PATIALA: Ahead of the paddy harvest season, there is some good news in store for the farmers in Punjab as a new study published in world’s leading scientific journal, Science Magazine, says farmers in Punjab, Uttar Pradesh and Haryana can increase their income by over 20 per cent using Happy Seeders and also reduce greenhouse emissions per hectare by 78 per cent.

Study: Happy Seeder can cut pollution, increase profit


Aman Sood

Tribune News Service

Patiala, August 12

Ahead of the paddy harvest season, there is some good news in store for the farmers in Punjab as a new study published in world’s leading scientific journal, Science Magazine, says farmers in Punjab, Uttar Pradesh and Haryana can increase their income by over 20 per cent using Happy Seeders and also reduce greenhouse emissions per hectare by 78 per cent.

Every year over 25,000 cases of farm fires are reported in Punjab, blamed for poor air quality in Delhi and surrounding states.

A research paper “Fields on fire: Alternatives to crop residue burning in India”, published in the world’s leading scientific journal, Science Magazine, indicates that using the Happy Seeder agriculture technology to manage rice residue has the potential of generating Rs 6,000-11,500 more profit per hectare for the average farmer.
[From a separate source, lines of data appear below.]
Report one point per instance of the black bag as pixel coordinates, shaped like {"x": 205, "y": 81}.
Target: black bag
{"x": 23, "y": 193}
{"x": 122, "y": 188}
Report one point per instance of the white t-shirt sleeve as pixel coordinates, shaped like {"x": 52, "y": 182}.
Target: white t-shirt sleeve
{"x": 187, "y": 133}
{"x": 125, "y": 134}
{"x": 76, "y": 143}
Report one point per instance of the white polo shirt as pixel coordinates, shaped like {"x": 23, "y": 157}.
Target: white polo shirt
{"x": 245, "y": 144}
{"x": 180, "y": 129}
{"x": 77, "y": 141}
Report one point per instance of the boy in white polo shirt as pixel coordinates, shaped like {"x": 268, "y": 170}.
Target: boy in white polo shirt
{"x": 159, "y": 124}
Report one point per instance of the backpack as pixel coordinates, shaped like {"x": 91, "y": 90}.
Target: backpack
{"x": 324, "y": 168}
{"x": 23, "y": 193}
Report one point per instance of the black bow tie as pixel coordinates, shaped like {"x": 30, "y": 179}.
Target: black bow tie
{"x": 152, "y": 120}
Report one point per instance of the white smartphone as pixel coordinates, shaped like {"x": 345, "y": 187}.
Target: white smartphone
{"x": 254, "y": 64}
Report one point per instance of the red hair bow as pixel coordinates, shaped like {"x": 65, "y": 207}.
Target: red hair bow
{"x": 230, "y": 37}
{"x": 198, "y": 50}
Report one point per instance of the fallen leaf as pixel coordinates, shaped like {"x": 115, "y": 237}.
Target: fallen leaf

The paper evaluates the public and private costs and benefits of 10 alternate farming practices to manage rice residue including burning and non-burning options. “The Happy Seeder-based systems emerge as the most profitable and scalable residue management practice as they are, on average, 10-20 per cent more profitable than burning. This option also has the largest potential to reduce the environmental footprint of on-farm activities, as it would eliminate air pollution and reduce greenhouse gas emissions per hectare by more than 78 per cent as compare to all burning options,” it states.
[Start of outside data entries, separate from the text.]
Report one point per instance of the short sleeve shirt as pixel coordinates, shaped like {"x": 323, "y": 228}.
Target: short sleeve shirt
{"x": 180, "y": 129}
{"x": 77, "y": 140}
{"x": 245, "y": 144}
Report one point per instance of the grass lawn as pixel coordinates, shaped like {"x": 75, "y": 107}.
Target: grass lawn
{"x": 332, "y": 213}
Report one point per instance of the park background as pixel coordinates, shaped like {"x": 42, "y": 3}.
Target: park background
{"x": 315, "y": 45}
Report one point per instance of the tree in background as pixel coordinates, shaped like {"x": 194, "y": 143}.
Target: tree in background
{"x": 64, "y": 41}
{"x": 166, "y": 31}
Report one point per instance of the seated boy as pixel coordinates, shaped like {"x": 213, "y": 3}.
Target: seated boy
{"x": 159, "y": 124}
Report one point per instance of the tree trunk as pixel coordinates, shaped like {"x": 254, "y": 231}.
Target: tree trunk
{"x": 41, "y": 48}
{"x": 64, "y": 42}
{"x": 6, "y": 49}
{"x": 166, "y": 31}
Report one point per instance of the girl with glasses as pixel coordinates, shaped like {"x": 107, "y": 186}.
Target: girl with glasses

The research was published last week. This work was jointly undertaken by 29 Indian and international researchers from The Nature Conservancy, International Maize and Wheat Improvement Center (CIMMYT), the University of Minnesota, Indian Council of Agricultural Research (ICAR), and several others.

Every year, some 23 million tonnes of rice residue is burnt in the states of Haryana, Punjab and Western Uttar Pradesh, contributing significantly to air pollution and short-lived climate pollutants.

Residue burning has enormous impacts on human health, soil health, economy and climate change. “Despite its drawbacks, a key reason why burning continues in northwest India is the perception that profitable alternatives do not exist. Our analysis demonstrates that the Happy Seeder is a profitable solution that could be scaled up for adoption among the 2.5 million farmers involved in the rice-wheat cropping cycle in northwest India, thereby completely eliminating the need to burn. It can also lower agriculture’s contribution to India’s GHG emissions, while adding to the goal of doubling farmers’ income,” says Priya Shyamsundar, lead economist at The Nature Conservancy and one of the lead authors of the paper.

The Government of India’s subsidy in 2018 for in situ rice residue management has partly addressed a major financial barrier for farmers, which has resulted in an increase in Happy Seeder use. However, other barriers still exist, such as lack of knowledge of profitable no-burning solutions and impacts of burning, uncertainty about new technologies and burning ban implementation and constraints in the supply-chain and rental markets.

Secretary, Agriculture, Punjab, Kahan Singh Pannu backed the study claiming that their department has been promoting that burning stubble was not an option and “Happy Seeders are the future”.